The artical I linked was on 2-11-05 and it says different and I have to search again because I saw it in other places they were selling it all off. That is where I read direct tv is getting it new hd channels thats supposed to come from they are advertising.
 
LINKAGE

More Bad

And more

And more....

I could find more if I wanted to but hey the company I was working for bought all the big wigs new company trucks to drive and then they laid alot of us off claiming they lost to much money. Same thing here. keep going till like nothing is going on and your making all kinds of money then before you know it it will hit the fan for sure. He is grasping on to what he can for as long as he can till it all finnaly goes belly up. I wouldnt hold my breath to long in thinking they are going to be around. DONT get me wrong here I wanted to get VOOM when I had the funds to get a tv to support it and thought they had the stuff going on with all the channels so I am not hating them but I hate to see people throwing money towards somthing that shows all signs of going under leaving thier 26,000 cunsomers going duhhhhhhhh.
 
voom sold the satellite to Echostar but they have a new leased bird they are going to use for the time being.... will give them more capacity than they currently have.
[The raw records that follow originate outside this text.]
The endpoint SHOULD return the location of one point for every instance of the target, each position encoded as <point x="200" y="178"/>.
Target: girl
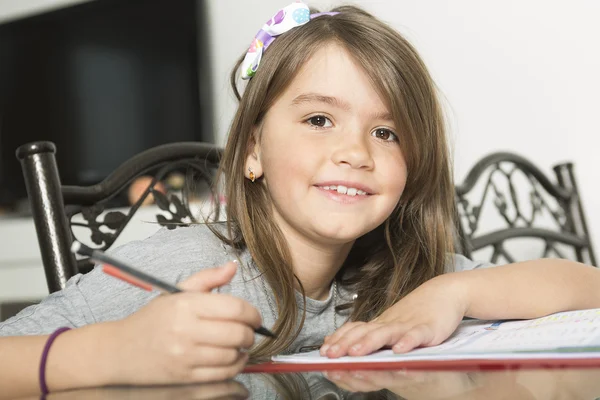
<point x="340" y="204"/>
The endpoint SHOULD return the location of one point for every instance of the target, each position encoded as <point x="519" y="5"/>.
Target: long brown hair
<point x="413" y="244"/>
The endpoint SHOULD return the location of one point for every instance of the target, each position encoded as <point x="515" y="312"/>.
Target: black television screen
<point x="103" y="80"/>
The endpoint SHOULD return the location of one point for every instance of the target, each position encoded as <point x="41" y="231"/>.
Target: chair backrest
<point x="54" y="205"/>
<point x="505" y="197"/>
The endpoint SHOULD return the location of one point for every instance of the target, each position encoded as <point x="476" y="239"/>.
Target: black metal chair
<point x="505" y="197"/>
<point x="54" y="205"/>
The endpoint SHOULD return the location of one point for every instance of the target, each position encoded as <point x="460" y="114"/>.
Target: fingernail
<point x="357" y="375"/>
<point x="356" y="347"/>
<point x="398" y="347"/>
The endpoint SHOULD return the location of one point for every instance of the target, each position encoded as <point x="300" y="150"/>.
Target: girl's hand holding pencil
<point x="192" y="336"/>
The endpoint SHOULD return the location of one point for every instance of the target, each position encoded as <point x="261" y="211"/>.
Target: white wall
<point x="517" y="75"/>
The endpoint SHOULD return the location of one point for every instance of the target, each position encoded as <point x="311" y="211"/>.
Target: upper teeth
<point x="345" y="190"/>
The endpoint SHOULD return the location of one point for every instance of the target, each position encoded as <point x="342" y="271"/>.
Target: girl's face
<point x="329" y="153"/>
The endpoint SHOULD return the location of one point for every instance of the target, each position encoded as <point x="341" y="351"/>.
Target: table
<point x="549" y="383"/>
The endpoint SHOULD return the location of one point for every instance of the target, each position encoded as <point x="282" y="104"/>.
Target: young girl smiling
<point x="339" y="209"/>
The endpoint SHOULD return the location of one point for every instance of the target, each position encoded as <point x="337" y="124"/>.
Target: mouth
<point x="346" y="190"/>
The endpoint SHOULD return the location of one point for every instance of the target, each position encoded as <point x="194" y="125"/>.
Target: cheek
<point x="395" y="172"/>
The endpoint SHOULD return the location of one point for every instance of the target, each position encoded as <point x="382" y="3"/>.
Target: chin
<point x="339" y="236"/>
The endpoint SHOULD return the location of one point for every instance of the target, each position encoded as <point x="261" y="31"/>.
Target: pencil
<point x="117" y="268"/>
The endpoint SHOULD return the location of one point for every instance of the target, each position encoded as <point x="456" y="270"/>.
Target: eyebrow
<point x="335" y="102"/>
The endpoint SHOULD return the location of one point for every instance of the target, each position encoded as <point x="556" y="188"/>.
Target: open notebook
<point x="574" y="334"/>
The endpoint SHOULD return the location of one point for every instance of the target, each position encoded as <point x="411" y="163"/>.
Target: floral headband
<point x="296" y="14"/>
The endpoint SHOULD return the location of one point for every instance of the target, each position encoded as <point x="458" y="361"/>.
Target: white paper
<point x="573" y="334"/>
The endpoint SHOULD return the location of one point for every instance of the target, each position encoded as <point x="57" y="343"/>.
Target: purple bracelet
<point x="49" y="342"/>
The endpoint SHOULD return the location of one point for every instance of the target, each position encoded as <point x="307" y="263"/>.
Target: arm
<point x="529" y="289"/>
<point x="78" y="358"/>
<point x="428" y="315"/>
<point x="188" y="337"/>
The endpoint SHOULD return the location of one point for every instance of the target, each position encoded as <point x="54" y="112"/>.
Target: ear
<point x="253" y="157"/>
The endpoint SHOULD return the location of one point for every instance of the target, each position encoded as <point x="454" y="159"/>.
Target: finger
<point x="210" y="278"/>
<point x="204" y="356"/>
<point x="212" y="374"/>
<point x="420" y="335"/>
<point x="218" y="306"/>
<point x="384" y="335"/>
<point x="350" y="338"/>
<point x="337" y="335"/>
<point x="222" y="334"/>
<point x="341" y="332"/>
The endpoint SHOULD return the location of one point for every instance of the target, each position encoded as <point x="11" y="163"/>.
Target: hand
<point x="425" y="317"/>
<point x="189" y="337"/>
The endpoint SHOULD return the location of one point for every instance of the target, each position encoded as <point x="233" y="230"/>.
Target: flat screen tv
<point x="103" y="80"/>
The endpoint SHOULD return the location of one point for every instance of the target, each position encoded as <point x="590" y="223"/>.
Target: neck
<point x="316" y="265"/>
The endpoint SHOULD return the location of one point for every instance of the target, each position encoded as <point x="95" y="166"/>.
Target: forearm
<point x="78" y="358"/>
<point x="530" y="289"/>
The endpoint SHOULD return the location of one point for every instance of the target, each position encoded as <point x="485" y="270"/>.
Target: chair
<point x="54" y="205"/>
<point x="505" y="197"/>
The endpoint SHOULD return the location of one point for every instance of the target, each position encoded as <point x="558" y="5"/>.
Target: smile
<point x="345" y="190"/>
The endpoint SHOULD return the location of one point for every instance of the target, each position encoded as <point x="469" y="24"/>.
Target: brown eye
<point x="319" y="121"/>
<point x="384" y="134"/>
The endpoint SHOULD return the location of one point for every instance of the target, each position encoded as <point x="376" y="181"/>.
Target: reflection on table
<point x="389" y="384"/>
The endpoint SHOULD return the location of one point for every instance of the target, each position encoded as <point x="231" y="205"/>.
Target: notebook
<point x="568" y="335"/>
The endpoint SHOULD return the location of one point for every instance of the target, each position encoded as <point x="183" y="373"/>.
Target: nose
<point x="353" y="150"/>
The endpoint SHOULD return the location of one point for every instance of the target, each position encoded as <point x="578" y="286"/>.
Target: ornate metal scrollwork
<point x="105" y="227"/>
<point x="547" y="211"/>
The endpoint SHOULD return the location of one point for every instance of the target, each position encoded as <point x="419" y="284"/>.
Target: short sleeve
<point x="462" y="263"/>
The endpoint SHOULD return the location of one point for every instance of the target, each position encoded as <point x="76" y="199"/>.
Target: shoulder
<point x="459" y="263"/>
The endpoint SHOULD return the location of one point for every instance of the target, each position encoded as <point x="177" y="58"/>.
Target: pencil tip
<point x="75" y="246"/>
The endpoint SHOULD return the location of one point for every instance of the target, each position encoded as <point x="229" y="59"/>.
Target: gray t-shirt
<point x="173" y="255"/>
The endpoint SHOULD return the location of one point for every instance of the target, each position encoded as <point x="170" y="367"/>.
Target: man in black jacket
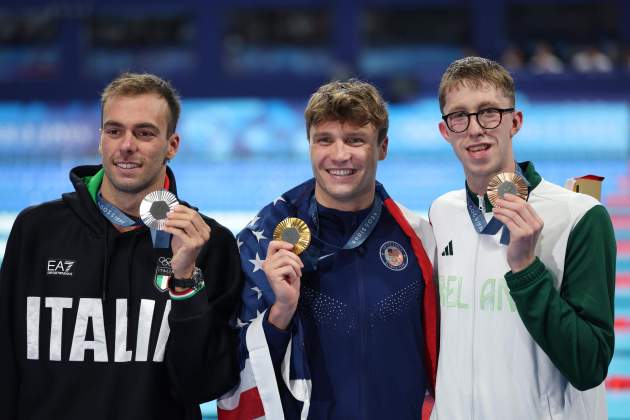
<point x="101" y="317"/>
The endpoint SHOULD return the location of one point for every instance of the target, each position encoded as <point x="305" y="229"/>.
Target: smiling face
<point x="344" y="158"/>
<point x="483" y="152"/>
<point x="134" y="145"/>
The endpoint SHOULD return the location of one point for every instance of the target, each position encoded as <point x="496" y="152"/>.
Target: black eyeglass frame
<point x="476" y="114"/>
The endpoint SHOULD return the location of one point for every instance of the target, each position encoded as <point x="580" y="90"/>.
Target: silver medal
<point x="154" y="207"/>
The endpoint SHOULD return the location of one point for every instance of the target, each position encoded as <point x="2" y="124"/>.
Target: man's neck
<point x="479" y="184"/>
<point x="355" y="205"/>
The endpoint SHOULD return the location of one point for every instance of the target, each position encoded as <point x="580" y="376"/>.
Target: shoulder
<point x="41" y="213"/>
<point x="560" y="199"/>
<point x="446" y="201"/>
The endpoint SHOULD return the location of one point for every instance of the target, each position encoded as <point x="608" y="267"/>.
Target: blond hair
<point x="352" y="101"/>
<point x="474" y="72"/>
<point x="133" y="84"/>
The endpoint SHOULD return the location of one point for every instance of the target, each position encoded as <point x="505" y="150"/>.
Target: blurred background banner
<point x="246" y="68"/>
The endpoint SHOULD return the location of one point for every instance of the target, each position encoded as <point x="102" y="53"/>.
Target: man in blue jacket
<point x="325" y="334"/>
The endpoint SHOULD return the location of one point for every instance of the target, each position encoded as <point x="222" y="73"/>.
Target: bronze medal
<point x="293" y="231"/>
<point x="154" y="207"/>
<point x="506" y="182"/>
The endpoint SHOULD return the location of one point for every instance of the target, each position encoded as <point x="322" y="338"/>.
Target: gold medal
<point x="506" y="182"/>
<point x="293" y="231"/>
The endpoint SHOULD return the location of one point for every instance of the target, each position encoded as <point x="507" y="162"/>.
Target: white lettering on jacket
<point x="89" y="318"/>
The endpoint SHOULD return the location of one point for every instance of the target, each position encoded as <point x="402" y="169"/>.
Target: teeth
<point x="127" y="165"/>
<point x="478" y="148"/>
<point x="341" y="172"/>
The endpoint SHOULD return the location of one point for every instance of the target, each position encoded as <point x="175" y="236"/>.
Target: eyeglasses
<point x="487" y="118"/>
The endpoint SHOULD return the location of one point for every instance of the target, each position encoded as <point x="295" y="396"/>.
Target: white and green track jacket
<point x="535" y="344"/>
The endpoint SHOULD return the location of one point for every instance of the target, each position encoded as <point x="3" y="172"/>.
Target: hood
<point x="86" y="180"/>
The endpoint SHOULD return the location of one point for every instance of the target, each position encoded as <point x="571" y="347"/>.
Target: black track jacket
<point x="86" y="334"/>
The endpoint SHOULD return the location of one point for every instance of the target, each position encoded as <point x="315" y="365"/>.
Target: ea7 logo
<point x="60" y="267"/>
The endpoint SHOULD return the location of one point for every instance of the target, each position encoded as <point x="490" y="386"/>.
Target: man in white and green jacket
<point x="526" y="310"/>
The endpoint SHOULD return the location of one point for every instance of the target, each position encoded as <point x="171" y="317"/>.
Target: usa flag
<point x="257" y="396"/>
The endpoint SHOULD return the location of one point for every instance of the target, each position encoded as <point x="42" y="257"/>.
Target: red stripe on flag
<point x="622" y="323"/>
<point x="618" y="382"/>
<point x="622" y="280"/>
<point x="427" y="407"/>
<point x="429" y="302"/>
<point x="623" y="247"/>
<point x="249" y="407"/>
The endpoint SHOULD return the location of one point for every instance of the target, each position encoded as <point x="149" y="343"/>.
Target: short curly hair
<point x="353" y="101"/>
<point x="133" y="84"/>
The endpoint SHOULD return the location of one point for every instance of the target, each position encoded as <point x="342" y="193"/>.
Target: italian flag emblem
<point x="161" y="281"/>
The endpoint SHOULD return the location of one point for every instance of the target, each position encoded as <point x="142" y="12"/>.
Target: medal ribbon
<point x="492" y="227"/>
<point x="116" y="216"/>
<point x="359" y="236"/>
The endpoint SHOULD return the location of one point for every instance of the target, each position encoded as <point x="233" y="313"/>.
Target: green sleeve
<point x="574" y="326"/>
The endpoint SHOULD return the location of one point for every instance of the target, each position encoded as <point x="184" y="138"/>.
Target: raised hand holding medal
<point x="161" y="212"/>
<point x="155" y="206"/>
<point x="283" y="268"/>
<point x="506" y="182"/>
<point x="294" y="231"/>
<point x="509" y="193"/>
I would trust the people on AVS Forum much more than some person (who doesnt know crap about the HDTV market) interpreting press releases and calling it news and if you read there you know most people dont think voom is going to fail anytime soon (unless like i stated earlier the dolan buyout doesnt go through)

http://www.satelliteguys.us/forumdisplay.php?f=24

this forum is dedicated to voom news and developments and people there have some inside contacts at voom.... read the last few days of posts there.

Can they survive long term? Probably not if the sub numbers dont improve but if the Dolan sale goes through it will be a year at minimun before voom is sold. A few weeks ago (beofre the proposed dolan buyout) I would agree with you that voom is dead but its been resurrected if the dolan buyout goes ahead.